Lucy had come as promised and as she watched Jenna wandering restlessly from room to room in the warm summer night she said, ‘I’ll see to Barbara when she’s ready for bed if you want to go out.’
‘Would you, Aunt Lucy?’ she said gratefully. She was desperate to speak to Lucas Devereux again before the day ended, knowing that she wouldn’t be able to sleep if she hadn’t apologised for her incredible outburst. If he hadn’t liked her before he must detest her now, she kept telling herself, and not without good reason.
The same crowd as the night before was outside the pub as she went past but she hardly noticed them. She was praying that when she reached his house he would be there.

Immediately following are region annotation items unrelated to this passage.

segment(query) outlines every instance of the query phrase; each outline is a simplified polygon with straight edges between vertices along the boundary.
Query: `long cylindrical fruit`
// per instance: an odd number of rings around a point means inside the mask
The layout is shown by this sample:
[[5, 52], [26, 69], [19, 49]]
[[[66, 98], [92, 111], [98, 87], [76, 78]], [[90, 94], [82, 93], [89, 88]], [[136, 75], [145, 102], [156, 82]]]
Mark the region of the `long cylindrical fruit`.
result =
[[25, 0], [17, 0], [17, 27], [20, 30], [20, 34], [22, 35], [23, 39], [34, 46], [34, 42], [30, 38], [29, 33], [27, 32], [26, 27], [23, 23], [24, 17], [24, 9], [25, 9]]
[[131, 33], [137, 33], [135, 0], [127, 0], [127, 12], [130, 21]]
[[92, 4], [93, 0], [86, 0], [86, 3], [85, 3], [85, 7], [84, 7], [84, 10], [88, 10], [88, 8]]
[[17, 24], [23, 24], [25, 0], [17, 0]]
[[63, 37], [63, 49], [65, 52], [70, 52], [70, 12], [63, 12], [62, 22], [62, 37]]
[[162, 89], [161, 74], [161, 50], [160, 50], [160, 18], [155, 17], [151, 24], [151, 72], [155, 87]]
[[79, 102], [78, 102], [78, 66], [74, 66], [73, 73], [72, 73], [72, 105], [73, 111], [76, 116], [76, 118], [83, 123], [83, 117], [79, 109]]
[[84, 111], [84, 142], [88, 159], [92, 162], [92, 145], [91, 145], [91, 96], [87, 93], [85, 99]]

He was and when he answered her ring on the doorbell Lucas was wearing paint-splashed jeans, a shirt in a similar condition, and was holding a paintbrush. As he stepped back to let her in she said with the same kind of rush as when she’d said her piece the first time, ‘I’ve come to apologise.’
‘There is no need,’ he said levelly. ‘You are entitled to your opinion.’
She was observing him slack-jawed. Was this the sardonic stranger who had never been out of her thoughts from the first moment they’d met and was now climbing down off his pedestal?
‘It is generous of you to say so,’ she said gravely, ‘but none of us know when life will change for the better or for the worse. When I thought about it afterwards I realised that I must have sounded extremely smug and preachy.’
‘Forget it,’ he insisted in the same flat tone. He pointed to a can of paint. ‘What do you think of white for the paintwork in the hall? Everywhere in this place is so drab and dark colours are so depressing.’
‘Er, yes, you can’t go wrong with white,’ she said awkwardly, with the feeling that she’d stepped on to some sort of roller-coaster that was going in the wrong direction.
It was more nerve-racking to be on good terms with Lucas Devereux than bad. Had the man any idea how attractive he was? He made all other guys she’d ever met seem pale by comparison, but if she was going to have to work with him it would be a case of keeping her mind on what she was there for, and wondering what it would feel like to be in his arms would not be on the agenda.